When sophomore mass communication major Kendra Bryant transferred to Towson University last spring, she couldn’t wait to get involved in the Writing Center.
“The school I transferred from didn’t have a writing center, but I always told myself I was going to be a writing center tutor in college,” says Bryant, who had experience as a high school peer tutor at the Baltimore City College Writing Center.
“When I found out about Towson’s writing fellows program, I thought it would be the perfect opportunity to challenge myself,” she adds.
The Fellowship in Writing, Tutoring and Pedagogy is an experiential learning program that embeds trained student consultants in writing-intensive courses to build a more positive and supportive academic writing experience for their peers.
“Today a bachelor’s degree is extremely important, but students need the skills to be really competitive—for competitive jobs, graduate programs and future leadership,” says Wayne Robertson, director of the TU Writing Center. “This fellowship is exactly the type of program that offers those skills.”

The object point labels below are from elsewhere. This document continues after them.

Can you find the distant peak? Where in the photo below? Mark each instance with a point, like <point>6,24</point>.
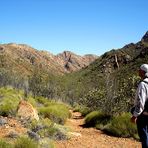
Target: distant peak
<point>145,37</point>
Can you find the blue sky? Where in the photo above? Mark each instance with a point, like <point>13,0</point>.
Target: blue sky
<point>81,26</point>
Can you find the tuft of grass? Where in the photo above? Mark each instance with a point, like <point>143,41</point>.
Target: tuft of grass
<point>4,144</point>
<point>121,126</point>
<point>57,113</point>
<point>25,142</point>
<point>97,119</point>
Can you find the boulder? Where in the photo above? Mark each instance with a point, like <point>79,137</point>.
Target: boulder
<point>26,111</point>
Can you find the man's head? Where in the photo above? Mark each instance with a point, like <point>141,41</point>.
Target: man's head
<point>143,71</point>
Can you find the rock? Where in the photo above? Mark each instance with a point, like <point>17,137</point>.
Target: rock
<point>33,135</point>
<point>26,111</point>
<point>38,128</point>
<point>13,134</point>
<point>74,134</point>
<point>3,121</point>
<point>145,37</point>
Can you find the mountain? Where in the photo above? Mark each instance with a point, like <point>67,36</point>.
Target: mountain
<point>24,59</point>
<point>109,83</point>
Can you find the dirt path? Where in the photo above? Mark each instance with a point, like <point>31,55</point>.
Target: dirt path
<point>92,138</point>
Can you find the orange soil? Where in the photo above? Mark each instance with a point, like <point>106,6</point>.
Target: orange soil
<point>92,138</point>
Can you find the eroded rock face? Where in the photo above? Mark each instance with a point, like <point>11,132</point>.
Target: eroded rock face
<point>27,111</point>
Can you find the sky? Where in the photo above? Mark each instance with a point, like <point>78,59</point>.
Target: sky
<point>80,26</point>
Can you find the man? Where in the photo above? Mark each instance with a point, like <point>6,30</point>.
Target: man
<point>140,112</point>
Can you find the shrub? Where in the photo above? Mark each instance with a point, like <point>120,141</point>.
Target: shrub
<point>8,107</point>
<point>97,118</point>
<point>82,109</point>
<point>54,131</point>
<point>57,113</point>
<point>9,101</point>
<point>4,144</point>
<point>24,142</point>
<point>122,127</point>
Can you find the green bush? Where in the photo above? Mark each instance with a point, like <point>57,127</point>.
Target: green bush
<point>58,113</point>
<point>9,101</point>
<point>24,142</point>
<point>97,118</point>
<point>82,109</point>
<point>4,144</point>
<point>122,127</point>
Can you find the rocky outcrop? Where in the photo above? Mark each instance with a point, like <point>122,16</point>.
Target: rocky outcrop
<point>145,37</point>
<point>23,58</point>
<point>26,111</point>
<point>72,62</point>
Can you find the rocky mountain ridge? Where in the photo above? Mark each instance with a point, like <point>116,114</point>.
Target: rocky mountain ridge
<point>24,58</point>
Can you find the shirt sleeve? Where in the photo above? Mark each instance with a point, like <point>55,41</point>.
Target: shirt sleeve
<point>140,100</point>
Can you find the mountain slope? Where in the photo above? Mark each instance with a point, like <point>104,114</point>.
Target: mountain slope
<point>24,59</point>
<point>109,83</point>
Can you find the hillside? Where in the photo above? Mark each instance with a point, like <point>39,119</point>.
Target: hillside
<point>109,83</point>
<point>24,59</point>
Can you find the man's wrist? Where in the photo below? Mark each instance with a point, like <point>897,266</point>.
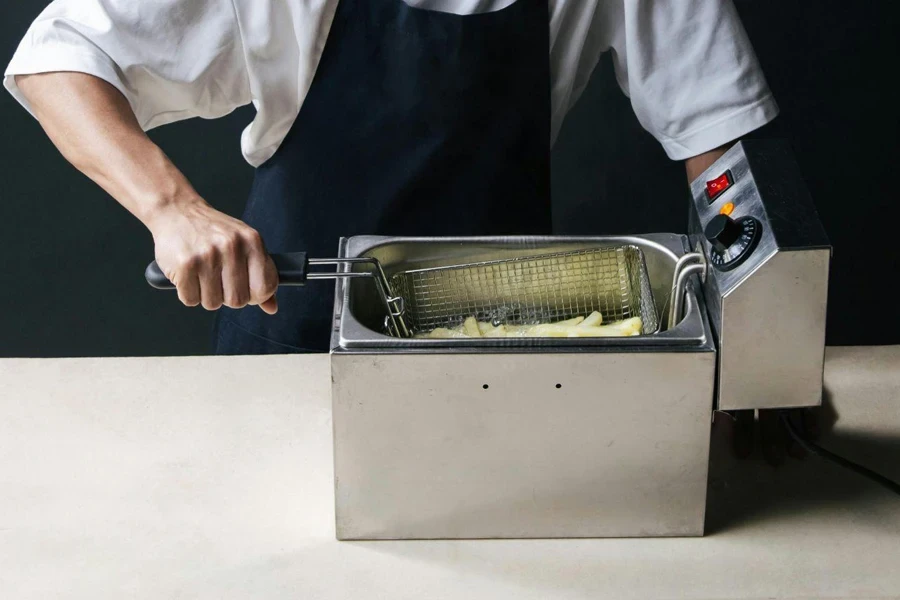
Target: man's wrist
<point>695,165</point>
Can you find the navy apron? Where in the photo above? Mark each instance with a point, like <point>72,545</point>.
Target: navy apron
<point>417,123</point>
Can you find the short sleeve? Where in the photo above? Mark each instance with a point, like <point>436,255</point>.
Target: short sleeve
<point>172,59</point>
<point>691,73</point>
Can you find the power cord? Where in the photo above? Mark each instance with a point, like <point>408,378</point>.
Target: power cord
<point>840,460</point>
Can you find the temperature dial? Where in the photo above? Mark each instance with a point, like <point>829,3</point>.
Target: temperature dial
<point>731,240</point>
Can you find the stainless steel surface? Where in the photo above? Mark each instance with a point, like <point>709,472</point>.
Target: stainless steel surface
<point>556,438</point>
<point>771,353</point>
<point>588,437</point>
<point>528,290</point>
<point>358,326</point>
<point>768,313</point>
<point>423,450</point>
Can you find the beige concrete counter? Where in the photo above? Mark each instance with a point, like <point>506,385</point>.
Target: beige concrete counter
<point>210,477</point>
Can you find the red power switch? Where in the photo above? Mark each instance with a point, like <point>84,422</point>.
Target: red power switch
<point>715,187</point>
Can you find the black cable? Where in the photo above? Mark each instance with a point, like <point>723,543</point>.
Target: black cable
<point>822,452</point>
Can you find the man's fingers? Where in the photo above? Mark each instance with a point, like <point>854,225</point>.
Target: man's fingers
<point>188,286</point>
<point>263,278</point>
<point>235,279</point>
<point>211,292</point>
<point>270,306</point>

The program is one example of the university’s commitment to offer outstanding student success services and produce graduates prepared for careers or advanced education.

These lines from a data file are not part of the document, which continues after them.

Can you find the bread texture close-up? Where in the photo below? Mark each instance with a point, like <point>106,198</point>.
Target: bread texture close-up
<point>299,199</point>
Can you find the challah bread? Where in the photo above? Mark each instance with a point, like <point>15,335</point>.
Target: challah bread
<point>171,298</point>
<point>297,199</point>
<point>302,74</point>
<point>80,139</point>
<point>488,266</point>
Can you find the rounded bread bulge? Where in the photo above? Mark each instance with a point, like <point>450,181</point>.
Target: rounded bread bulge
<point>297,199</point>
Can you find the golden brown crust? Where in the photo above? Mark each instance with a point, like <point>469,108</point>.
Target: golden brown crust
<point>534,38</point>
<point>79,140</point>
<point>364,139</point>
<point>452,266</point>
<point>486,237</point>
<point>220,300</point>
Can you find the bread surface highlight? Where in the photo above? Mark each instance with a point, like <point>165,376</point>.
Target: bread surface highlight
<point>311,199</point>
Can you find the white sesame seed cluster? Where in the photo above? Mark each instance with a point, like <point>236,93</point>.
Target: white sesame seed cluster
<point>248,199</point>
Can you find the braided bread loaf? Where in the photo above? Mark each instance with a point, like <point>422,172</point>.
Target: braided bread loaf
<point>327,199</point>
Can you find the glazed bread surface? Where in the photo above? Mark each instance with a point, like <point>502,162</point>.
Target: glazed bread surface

It offers meaningful opportunities for collaboration, mentorship and professional development for fellows in any major or program and the center’s faculty partners. The 14 students accepted into the fellowship program—including Baltimore City College Writing Center alumni and TU sophomores Bryant and Tré Fowlkes—completed a five-week intensive training program over the summer and receive a $2,000 stipend.
The undergraduate fellows provide direct instruction during a variety of classes, teaching topics such as how to write a good introductory paragraph, the best approach to writing for a specific genre or presenting on citing sources or integrating source material.
Faculty–Fellow Partnerships
The writing fellows program also includes professional development for faculty, who must apply to join the cohort on writing pedagogy and attend the Summer Writing Pedagogy Retreat. This summer was the first time the fellows and faculty trained together.
It gave the students additional insight into faculty members’ discipline-specific writing needs.
“We think bringing that awareness to their work in the Writing Center is going to make a very positive difference in how we support student writers at Towson,” says Mairin Barney, assistant director for faculty research at the Writing Center.
Fowlkes, an electronic media and film major, describes the experience to learn alongside faculty at the summer retreat as “groundbreaking.”
“The fellowship has helped me in skills that are beyond things like grammar,” he says, pointing to the program’s focus on inclusion. “[We discussed,] how do we meet students where they’re at? How do we incorporate our own knowledge and our own backgrounds? How do we make everybody feel comfortable and become inclusive as a community?”
A Pathway to TU
After feedback from its student staff, the Writing Center team began thinking about how to partner with high school writing centers to connect with local, skilled high school writers looking at colleges.
Last spring, students from the Baltimore City College Writing Center visited TU for an immersive day where they got to know a university-level writing center, including taking a professional development seminar and asking questions of TU Writing Center tutors.
Bryant encourages her peers and faculty to get involved in the Writing Center. “We need more people to participate in programs like this,” she says. “It’s a great thing to be part of, and it’s a privilege.”
The writing fellows program is supported by the Office of the Provost, the College of Liberal Arts and the Faculty Academic Center of Excellence at Towson (FACET).
Applications for the next writing fellows program will open this spring, but students and faculty can get involved with the Writing Center all year.